<G20解説>仮想通貨とG20(その2)

深掘り解説

G20は仮想通貨にどのような影響を与えるのか?

 

前回は、G20の基礎知識をお伝えしました。
今回は、G20が仮想通貨に与える影響について解説します。


仮想通貨が注目の議題

19日からブエノスアイレスで開催されるG20(会議)は、仮想通貨が大きな議題になります。事前に発表されているプログラムでは、初日の19日と20日の両日ともに仮想通貨に関する大きな会議があります。

なお、G20で話し合われる議題は仮想通貨だけではありません。様々な議題が取り上げられ、何十あるいは小さいものも含めれば何百という議題別に会議が行われます。財務大臣が集まる重要な会議から、役職の低い役人どうしが情報交換するだけの会議まで様々な集まりがあるのです。

その中で、今回は仮想通貨が注目の議題となっています。

それは、昨年一年間で仮想通貨のマーケットが急成長したこと、ブロックチェーン技術が発展し銀行の既存ビジネスを脅かし始めたこと、仮想通貨に関連した犯罪が大規模化してきたこと、など急激な変化が立て続けに起こったからです。


会議の行方

そして、このブログでも何度も取り上げているように、各国の蔵相や中央銀行は、仮想通貨の規制強化を強く主張しています。従って、今回のG20では、仮想通貨に関する大幅な規制強化が合意されるのではないか、と予想されています。

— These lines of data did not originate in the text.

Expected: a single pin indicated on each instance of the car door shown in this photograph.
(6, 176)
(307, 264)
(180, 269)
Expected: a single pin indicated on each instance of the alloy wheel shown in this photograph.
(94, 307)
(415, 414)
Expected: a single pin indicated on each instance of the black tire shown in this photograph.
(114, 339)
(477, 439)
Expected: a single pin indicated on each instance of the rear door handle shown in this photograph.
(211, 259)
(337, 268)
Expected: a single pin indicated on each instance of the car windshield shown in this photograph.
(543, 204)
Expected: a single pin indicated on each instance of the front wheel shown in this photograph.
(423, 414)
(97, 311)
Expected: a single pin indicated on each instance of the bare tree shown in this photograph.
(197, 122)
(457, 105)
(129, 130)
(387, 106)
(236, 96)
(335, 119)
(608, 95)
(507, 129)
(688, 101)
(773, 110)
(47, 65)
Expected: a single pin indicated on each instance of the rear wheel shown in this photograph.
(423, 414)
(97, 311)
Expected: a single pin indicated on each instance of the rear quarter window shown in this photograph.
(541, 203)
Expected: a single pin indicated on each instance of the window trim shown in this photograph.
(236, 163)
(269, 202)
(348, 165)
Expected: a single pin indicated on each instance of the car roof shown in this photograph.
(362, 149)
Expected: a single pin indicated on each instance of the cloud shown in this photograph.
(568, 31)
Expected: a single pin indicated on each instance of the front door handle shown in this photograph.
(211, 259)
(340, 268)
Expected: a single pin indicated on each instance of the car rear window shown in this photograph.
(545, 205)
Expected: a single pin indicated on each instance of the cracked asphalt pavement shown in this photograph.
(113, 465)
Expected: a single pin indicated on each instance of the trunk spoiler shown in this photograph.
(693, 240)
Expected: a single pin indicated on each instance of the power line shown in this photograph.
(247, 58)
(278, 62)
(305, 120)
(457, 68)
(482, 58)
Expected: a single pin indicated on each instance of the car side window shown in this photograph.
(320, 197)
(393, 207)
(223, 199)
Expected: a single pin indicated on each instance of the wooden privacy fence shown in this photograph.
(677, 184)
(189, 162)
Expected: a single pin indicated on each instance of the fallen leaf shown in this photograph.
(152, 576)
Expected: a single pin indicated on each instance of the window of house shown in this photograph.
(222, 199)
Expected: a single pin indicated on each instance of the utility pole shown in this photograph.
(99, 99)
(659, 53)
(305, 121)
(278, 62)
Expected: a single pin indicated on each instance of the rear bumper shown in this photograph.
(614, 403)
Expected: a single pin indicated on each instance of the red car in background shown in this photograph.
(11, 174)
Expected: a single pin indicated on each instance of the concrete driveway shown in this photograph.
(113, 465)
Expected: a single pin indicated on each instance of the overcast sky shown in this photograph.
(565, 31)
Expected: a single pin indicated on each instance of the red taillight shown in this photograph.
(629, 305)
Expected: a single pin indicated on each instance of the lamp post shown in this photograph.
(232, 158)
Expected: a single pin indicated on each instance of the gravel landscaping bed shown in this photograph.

規制の内容にもよりますが、一般的には、ICOが難しくなったり、取引所で取り扱える金融商品が減ったり、取引所の報告義務項目や管理項目が大幅に増えたりすることが予想されます。
こういう大きな規制が話し合われる場合は、その後の相場への影響などが読めなくなるので、マーケットは様子見色が強くなり、売買が少なくなったり、資金が一旦逃避します。

つまり、暴落する可能性が高くなるのです。

これが、仮想通貨関連の投資家から、今回のG20が非常に注目されている理由なのです。
そして、上述の通り規制の強化が予想されていますから、2月以降は仮想通貨の相場は軟調に推移していたのです。


相場は荒れる可能性が高い

しかし、実際に誰がどんな発言をするかは全く判りません。
発言だけではなく、どんな合意が採択されるかも判りません。
参加国には、仮想通貨を敵視している中国のようなタカ派の国もあれば、仮想通貨に比較的寛容な日本の様な国もあります。
各国の政策や方針は一致していませんから、誰がどんな発言をするかに市場は注目しています。
予想外の発言が報じられれば(たとえそれがデマであったとしても)、相場は敏感に反応するでしょう。また、採択される合意が、予想異常に厳しければ、相場は暴落するでしょう。
あるいは、各国の意見が一致せず、合意文書が作れないなどの事態になれば、やはり市場は失望するでしょう。なぜなら、現在の市場はルール作りを望んでいるからです。


影響は相場だけではない

G20の規制は、相場にだけ影響を与えるものではありません。
仮想通貨はブロックチェーン技術などと不可分です、またハッキング対策や、マネーロンダリングなどの対策も重要な政策です。
今回のG20では、仮想通貨の技術や、銀行などの金融機関に影響する制度も話し合われると思われます。良い制度が出来そうだと皆が思えば、仮想通貨やブロックチェーンに関連した技術開発や導入が進むでしょう。逆に、合意が得られずにルール作りが遅れるようだと、将来のテクノロジーの発展に悪影響がある可能性すらあります。

このように、今回のG20に注目しているのは投資家だけではありません。
仮想通貨に関わる全ての人々が、少なからず影響を受けると予想されているのです。